Baltic GPS Interference — Frequently Asked Questions
Common search queries answered with current status, FIR codes, and source citations.
- Where is GPS interference being reported in the Baltic region?
- Sustained GPS interference has been reported across Finland, Estonia, Latvia, Lithuania, northern Poland, and Sweden during 2025–2026. Interference reports concentrate in the eastern Baltic and Gulf of Finland.

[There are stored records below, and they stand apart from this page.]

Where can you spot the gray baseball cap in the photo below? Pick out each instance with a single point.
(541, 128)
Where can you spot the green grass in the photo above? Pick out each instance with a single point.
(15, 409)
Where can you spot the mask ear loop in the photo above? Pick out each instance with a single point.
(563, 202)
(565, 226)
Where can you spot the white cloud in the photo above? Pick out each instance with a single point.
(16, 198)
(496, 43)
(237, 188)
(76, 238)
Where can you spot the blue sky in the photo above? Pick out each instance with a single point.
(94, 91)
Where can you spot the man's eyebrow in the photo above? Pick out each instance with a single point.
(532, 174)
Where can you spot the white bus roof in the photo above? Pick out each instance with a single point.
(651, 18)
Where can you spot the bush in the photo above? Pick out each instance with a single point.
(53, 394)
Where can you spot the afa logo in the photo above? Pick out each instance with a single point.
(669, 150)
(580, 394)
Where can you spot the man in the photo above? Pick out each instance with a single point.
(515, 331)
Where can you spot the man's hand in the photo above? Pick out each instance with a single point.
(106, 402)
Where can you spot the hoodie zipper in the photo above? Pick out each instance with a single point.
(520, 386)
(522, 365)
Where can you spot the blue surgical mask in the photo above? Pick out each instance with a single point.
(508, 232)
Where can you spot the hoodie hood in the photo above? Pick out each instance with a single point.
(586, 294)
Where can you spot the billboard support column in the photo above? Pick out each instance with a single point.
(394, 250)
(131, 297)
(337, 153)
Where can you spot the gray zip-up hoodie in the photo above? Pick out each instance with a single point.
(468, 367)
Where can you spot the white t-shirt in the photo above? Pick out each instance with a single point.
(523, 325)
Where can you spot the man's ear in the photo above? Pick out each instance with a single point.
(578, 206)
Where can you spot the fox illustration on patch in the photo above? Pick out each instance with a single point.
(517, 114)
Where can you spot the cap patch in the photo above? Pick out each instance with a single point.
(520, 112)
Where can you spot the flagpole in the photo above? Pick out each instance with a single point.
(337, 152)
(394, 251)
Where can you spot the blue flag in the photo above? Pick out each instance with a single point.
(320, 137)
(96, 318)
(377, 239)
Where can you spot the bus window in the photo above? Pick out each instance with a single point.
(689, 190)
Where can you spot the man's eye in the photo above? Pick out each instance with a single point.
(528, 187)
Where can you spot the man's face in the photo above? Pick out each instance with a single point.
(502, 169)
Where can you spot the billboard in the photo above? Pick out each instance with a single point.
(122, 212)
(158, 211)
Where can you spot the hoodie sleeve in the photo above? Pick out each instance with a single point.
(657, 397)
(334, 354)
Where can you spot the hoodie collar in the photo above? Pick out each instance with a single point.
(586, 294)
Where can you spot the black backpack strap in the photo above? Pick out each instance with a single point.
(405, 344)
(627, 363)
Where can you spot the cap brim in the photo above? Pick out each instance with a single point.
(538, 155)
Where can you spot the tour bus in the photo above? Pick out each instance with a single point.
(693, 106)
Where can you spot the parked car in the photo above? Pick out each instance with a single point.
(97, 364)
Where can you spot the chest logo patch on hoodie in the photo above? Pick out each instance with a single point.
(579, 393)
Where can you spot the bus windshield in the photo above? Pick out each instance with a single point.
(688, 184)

Reports come from civil aviation operators, EUROCONTROL, EASA, and national aviation authorities. Aircraft continue to operate; navigation and timing systems are affected by the interference.
- Are flights cancelled because of GPS jamming in the Baltic?
- Routine commercial flights have not been cancelled due to GPS interference alone. Aircraft fall back to inertial reference systems and ground-based navigation aids when GNSS quality degrades. A small number of flights have diverted or returned when GPS-only approach minima could not be met at destination airports lacking ILS or VOR/DME.
- Is it safe to fly over the Baltic Sea in 2026?
- Commercial operations across the Baltic FIRs (EFIN — Finland, EETT — Estonia, EVRR — Latvia, EYVL — Lithuania, EPWW — Poland) continue under normal scheduling. Multi-sensor navigation (INS + GBAS/SBAS where available + VOR/DME/NDB) provides operational continuity when GNSS is degraded. Specific flight safety determinations are the responsibility of operators and aviation authorities, not FlySafe.
- What sources track Baltic GPS jamming?
- Public sources include EUROCONTROL Network Manager publications, EASA Safety Information Bulletins, GPSJAM and other ADS-B-derived NIC quality maps, national aviation authority NOTAMs and operator reports, and academic publications from Finnish, Estonian, and Polish research groups. This briefing aggregates these public sources into a single tracker.
FlySafe provides automated computation of numerical indices from publicly available data. Indices are raw computational output and do not represent opinions, assessments, recommendations, or advice of any kind. They do not replace official NOTAMs, SIGMETs, AIPs, or communications from aviation authorities. Operators must independently verify current airspace status through official channels. See Terms of Service for full details.